Mechanical properties of the passive sea urchin sperm flagellum.

In this study we used Triton X-100 extracted sea urchin spermatozoa to investigate the mechanical behavior of the basic 9+2 axoneme. The dynein motors were disabled by vanadate so that the flagellum is rendered a passive structure. We find that when a proximal portion of the flagellum is bent with a glass microprobe, the remainder of the flagellum distal to the probe exhibits a bend in the opposite direction (a counterbend). The counterbend can be understood from the prevailing sliding doublet model of axoneme mechanics, but does require the existence of elastic linkages between the outer doublets.
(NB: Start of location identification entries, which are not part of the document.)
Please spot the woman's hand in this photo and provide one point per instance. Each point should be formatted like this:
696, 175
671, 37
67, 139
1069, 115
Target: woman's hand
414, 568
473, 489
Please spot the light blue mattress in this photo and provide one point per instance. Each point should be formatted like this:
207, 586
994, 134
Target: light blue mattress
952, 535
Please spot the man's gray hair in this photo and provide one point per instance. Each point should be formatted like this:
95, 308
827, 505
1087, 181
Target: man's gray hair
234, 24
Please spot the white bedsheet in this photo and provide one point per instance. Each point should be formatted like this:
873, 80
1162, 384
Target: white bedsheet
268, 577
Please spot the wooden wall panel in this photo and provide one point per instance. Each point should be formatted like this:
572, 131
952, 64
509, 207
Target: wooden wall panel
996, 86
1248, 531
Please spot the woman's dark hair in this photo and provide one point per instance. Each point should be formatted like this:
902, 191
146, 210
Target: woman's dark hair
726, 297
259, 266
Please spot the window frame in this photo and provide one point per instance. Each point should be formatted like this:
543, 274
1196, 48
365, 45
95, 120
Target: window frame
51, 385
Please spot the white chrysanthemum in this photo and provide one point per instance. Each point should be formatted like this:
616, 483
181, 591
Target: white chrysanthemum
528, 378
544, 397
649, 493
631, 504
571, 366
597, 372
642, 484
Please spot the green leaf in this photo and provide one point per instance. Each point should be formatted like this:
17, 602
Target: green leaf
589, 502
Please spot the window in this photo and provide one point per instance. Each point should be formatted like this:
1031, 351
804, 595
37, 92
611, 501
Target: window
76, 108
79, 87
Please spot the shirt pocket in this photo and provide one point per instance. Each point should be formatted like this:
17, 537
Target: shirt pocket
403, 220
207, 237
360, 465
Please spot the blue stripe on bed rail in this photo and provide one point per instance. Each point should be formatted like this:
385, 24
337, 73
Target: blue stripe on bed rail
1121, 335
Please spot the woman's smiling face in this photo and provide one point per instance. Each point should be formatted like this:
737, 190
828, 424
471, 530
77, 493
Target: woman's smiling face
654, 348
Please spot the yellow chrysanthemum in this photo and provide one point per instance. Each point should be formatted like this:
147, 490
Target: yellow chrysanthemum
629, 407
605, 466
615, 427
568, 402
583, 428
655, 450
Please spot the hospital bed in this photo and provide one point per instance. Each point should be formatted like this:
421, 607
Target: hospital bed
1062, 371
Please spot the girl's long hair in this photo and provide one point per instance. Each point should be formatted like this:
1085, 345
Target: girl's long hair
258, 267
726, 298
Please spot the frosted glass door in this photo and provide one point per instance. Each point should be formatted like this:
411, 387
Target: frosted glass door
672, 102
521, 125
Analysis of the shapes of counterbends provides a consensus value of 0.03-0.08/microm(2) for the ratio of the interdoublet shear resistance (E(S)) to the bending resistance (E(B)) and we find that the ratio E(S)/E(B) is relatively conserved for both passive flagella and transiently quiescent live flagella. This ratio expresses a fundamental mechanical property of the eukaryotic axoneme. It defines the contributions to total bending resistance derived from bending the microtubules and from stretching the interdoublet linkages, respectively. Using this ratio, and computer simulations of earlier experiments that measured the total stiffness of the flagellum, we obtain estimates of approximately 1 x 10(8) pN nm(2)/rad for E(B) and 6 pN/rad for E(S), assuming that both elasticities are linear. Our results indicate that the behavior of the flagellum is close to that predicted by a linear model for shear elasticity.